LPs from the Attic: Neil Young — Zuma
Neil Young — Zuma (Reprise, 1975)
Ole Neil’s Zuma is one hell of an under-appreciated record, if not just overlooked. If you want to play favorites regarding his output of the early-to-mid-seventies (with and without Crazy Horse), the “safe” picks are After the Goldrush or Harvest or, if you wanted to be a little hipper (in my humble estimation), Everybody Knows This Is Nowhere. If you wanted to throw “obscure” or “contrarian” (read: unsafe) into the mix, you could opt for On the Beach or the harrowing introspection of Tonight’s the Night. And those are all compelling albums; the first three are bona fide great, while the last two are weighty and valuable in their own ways (i.e. explorations of grief, stardom, dependency, critical rejection). On the Beach could especially benefit from some critical re-evaluation.
Zuma, however, presents nothing short of a hungry rock band in all its ragged, reunited glory. Rust surely never sleeps when Crazy Horse gallops with this kind of rolling thunder; I wonder if Neil looks at a guitar effects stompbox like one big snooze button (let’s not speak of the kind of sleep he might be avoiding).
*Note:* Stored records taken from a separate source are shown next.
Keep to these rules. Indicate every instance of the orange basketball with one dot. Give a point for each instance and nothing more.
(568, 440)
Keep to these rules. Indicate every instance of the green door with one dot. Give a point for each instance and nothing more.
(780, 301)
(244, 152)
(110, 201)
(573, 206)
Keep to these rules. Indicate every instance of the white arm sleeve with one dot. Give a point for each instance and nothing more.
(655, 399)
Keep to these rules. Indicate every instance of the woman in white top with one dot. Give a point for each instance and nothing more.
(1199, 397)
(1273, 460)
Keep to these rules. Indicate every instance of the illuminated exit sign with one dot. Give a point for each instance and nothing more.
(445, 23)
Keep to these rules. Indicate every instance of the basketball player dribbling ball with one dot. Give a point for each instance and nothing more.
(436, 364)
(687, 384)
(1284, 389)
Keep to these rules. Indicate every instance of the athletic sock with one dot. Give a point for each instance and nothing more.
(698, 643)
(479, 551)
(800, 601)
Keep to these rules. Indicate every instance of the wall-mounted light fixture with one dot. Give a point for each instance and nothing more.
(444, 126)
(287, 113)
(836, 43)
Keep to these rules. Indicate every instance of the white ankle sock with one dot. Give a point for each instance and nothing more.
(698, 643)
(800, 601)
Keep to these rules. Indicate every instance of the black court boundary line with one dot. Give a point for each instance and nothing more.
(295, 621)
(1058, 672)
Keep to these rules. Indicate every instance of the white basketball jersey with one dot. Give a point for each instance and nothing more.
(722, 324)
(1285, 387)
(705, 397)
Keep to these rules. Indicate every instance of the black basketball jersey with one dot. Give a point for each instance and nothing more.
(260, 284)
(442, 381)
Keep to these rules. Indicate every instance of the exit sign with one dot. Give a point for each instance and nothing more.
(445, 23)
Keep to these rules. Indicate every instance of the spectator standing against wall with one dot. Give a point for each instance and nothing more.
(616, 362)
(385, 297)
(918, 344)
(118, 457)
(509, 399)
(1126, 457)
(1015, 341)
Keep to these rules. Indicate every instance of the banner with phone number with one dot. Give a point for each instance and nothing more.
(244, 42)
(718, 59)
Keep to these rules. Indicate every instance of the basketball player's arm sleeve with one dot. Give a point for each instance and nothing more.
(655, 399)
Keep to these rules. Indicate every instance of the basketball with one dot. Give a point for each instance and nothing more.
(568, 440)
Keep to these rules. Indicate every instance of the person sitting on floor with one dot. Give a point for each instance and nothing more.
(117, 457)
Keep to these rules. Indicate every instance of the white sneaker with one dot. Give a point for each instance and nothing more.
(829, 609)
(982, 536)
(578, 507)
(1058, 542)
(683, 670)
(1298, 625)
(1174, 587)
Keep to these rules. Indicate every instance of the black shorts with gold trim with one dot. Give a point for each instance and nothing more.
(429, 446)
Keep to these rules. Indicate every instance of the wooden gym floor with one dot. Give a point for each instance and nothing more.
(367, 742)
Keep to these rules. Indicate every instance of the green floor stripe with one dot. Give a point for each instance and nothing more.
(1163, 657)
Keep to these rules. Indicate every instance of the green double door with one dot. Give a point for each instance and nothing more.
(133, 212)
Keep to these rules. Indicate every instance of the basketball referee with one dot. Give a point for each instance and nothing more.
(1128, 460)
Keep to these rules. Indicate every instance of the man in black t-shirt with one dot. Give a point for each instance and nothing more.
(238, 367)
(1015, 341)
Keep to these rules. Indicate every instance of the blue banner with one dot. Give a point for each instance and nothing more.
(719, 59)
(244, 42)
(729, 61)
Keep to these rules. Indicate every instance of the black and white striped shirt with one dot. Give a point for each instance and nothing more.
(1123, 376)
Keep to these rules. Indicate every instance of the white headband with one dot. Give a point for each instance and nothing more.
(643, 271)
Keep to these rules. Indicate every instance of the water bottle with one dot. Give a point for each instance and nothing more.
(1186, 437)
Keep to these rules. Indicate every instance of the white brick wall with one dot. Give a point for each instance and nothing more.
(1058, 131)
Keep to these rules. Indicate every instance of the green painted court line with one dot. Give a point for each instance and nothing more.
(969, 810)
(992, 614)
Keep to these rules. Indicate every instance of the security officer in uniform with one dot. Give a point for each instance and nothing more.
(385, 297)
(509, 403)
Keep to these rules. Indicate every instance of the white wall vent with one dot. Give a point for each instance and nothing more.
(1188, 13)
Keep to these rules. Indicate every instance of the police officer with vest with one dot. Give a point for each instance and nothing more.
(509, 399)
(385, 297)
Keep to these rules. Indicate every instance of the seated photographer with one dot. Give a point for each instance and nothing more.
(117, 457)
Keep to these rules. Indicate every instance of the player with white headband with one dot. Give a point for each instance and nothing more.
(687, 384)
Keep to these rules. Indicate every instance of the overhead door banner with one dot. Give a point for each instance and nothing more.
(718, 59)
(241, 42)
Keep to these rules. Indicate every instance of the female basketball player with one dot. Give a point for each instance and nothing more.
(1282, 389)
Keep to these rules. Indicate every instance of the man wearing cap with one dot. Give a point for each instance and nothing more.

As a guitar-centric blast of country-rock, it aligns more closely with Everybody Knows, making it a contender for my personal favorite.
While the album mostly focuses on lost love (“Don’t Cry No Tears” and “Pardon My Heart”) and romantic strife (“Stupid Girl”), the stand-out track is a thematic left turn: the epic “Cortez the Killer.” Fans of Neil’s guitar-neck-garroting, ultra-bent-note lead playing style will find plenty to enthuse about as the extensive, emotive solos just keep coming. The guitar work plus the tight-but-loose playing of the Horse equals no argument from me regarding the appearance of Spanish conquistadors on a “relationship” album.
I’m not sure why tracks from this record don’t get more airplay on what’s left of radio; in fact, I think I recall hearing “Cortez” only once or twice back in my classic-rock-radio immersion days. As bad-arsed a track as it is, it doesn’t make the rest of the record irrelevant by any stretch. Maybe the album’s lack of radio-friendly, folkier ballads (which Neil could crank out in his sleep during this career phase) makes it seem more obscure than it should. Zuma is largely up-tempo, lively stuff. With the exception of the acoustic-based “Pardon”, there’s more intensity than sad reflection on offer here. As much as you get a sense of love squandered or sought, the kiss-off of “Stupid Girl” seems to point to the defensive posture of many of the songs.
Buy this record. Throw it on the platter and jam “Danger Bird” at top volume, then repeat with “Cortez.” Let the deepr cuts sink in. Tell me it does or doesn’t fit the bill as one of the best Neil/Horse records ever recorded, one that plays to their melodic, pop-oriented instincts while retaining their keening rock edge.* Then, tell me why.
1) Don’t Cry No Tears**
2) Danger Bird**
3) Pardon My Heart
4) Lookin’ for a Love
5) Barstool Blues
1) Stupid Girl**
2) Drive Back
3) Cortez the Killer**
4) Through My Sails
* This LP sounds absolutely superb compared to the compact disc version–even the shabby copy used for this review. The rhythm section sounds especially lively in the lower frequencies, the solos soaring and gritty at the same time, while maintaining an overall sense of “space.” There were times listening to this record where I could almost feel Mr. Young’s spit.